Regardless, the standard is not whether someone with remedial power in fact knew of Plaintiff’s harassment, but whether such a person should have known about the harassment.69 Here, a reasonable jury could find that, because Plaintiff’s harassment was sufficiently open and pervasive, a person with remedial power—not necessarily Mr. Estrada—should have known of it and, by extension, “the employer should have known of it, had it but opened its corporate eyes.”70

Next, the court held that there was sufficient evidence presented that the defendant failed to take prompt remedial action.

It rejected defendant’s argument that plaintiff’s claim failed because it took remedial action once plaintiff formally reported her harassment, noting that “where a claim is based at least on constructive knowledge, the duty to act promptly arises once a defendant is put on notice, not when a formal complaint is made.”
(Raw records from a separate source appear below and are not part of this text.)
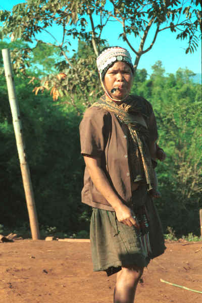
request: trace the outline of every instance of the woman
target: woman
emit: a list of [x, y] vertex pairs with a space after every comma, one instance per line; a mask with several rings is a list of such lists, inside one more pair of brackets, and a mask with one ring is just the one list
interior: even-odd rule
[[114, 302], [132, 303], [143, 268], [165, 249], [153, 201], [150, 154], [165, 156], [156, 150], [151, 105], [129, 94], [133, 67], [128, 52], [105, 49], [97, 65], [105, 94], [86, 110], [80, 126], [86, 164], [82, 199], [93, 208], [93, 270], [118, 273]]

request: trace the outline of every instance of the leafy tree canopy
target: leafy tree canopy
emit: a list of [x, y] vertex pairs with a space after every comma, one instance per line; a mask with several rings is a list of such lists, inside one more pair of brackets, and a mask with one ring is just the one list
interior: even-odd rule
[[[54, 42], [47, 44], [57, 48], [63, 56], [58, 64], [60, 74], [47, 76], [35, 91], [49, 89], [54, 100], [65, 95], [74, 104], [76, 96], [84, 97], [87, 105], [89, 95], [96, 96], [100, 91], [92, 67], [95, 57], [106, 44], [103, 31], [109, 23], [121, 25], [117, 39], [126, 41], [135, 54], [136, 70], [141, 57], [152, 49], [163, 31], [170, 30], [177, 39], [187, 39], [186, 53], [197, 48], [201, 35], [199, 5], [199, 0], [27, 0], [15, 6], [12, 12], [0, 11], [4, 23], [1, 35], [2, 38], [10, 35], [12, 41], [40, 42], [41, 46], [42, 42], [47, 42], [39, 41], [38, 34], [49, 34]], [[54, 24], [62, 29], [57, 37], [51, 30]], [[85, 42], [90, 49], [87, 57], [69, 55], [72, 38]], [[27, 59], [31, 50], [26, 48], [16, 57], [19, 61], [25, 57]], [[22, 66], [21, 62], [16, 64], [19, 68]]]

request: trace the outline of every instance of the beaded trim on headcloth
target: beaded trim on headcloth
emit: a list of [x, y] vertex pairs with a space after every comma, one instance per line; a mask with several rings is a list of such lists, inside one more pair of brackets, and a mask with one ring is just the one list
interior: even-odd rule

It also rejected defendant’s argument that plaintiff’s claim failed because she did not properly take advantage of its formal grievance procedure, noting that “applying a reasonableness standard, even when an employer has instituted formal grievance procedures, accords with negligence-based hostile work environment claims” and “the existence and effectiveness of an anti-harassment policy may be relevant in determining whether the employer should have known about the hostile environment, but an employer is not necessarily insulated from liability just because there is a grievance procedure, even if the victim has failed to utilize it.”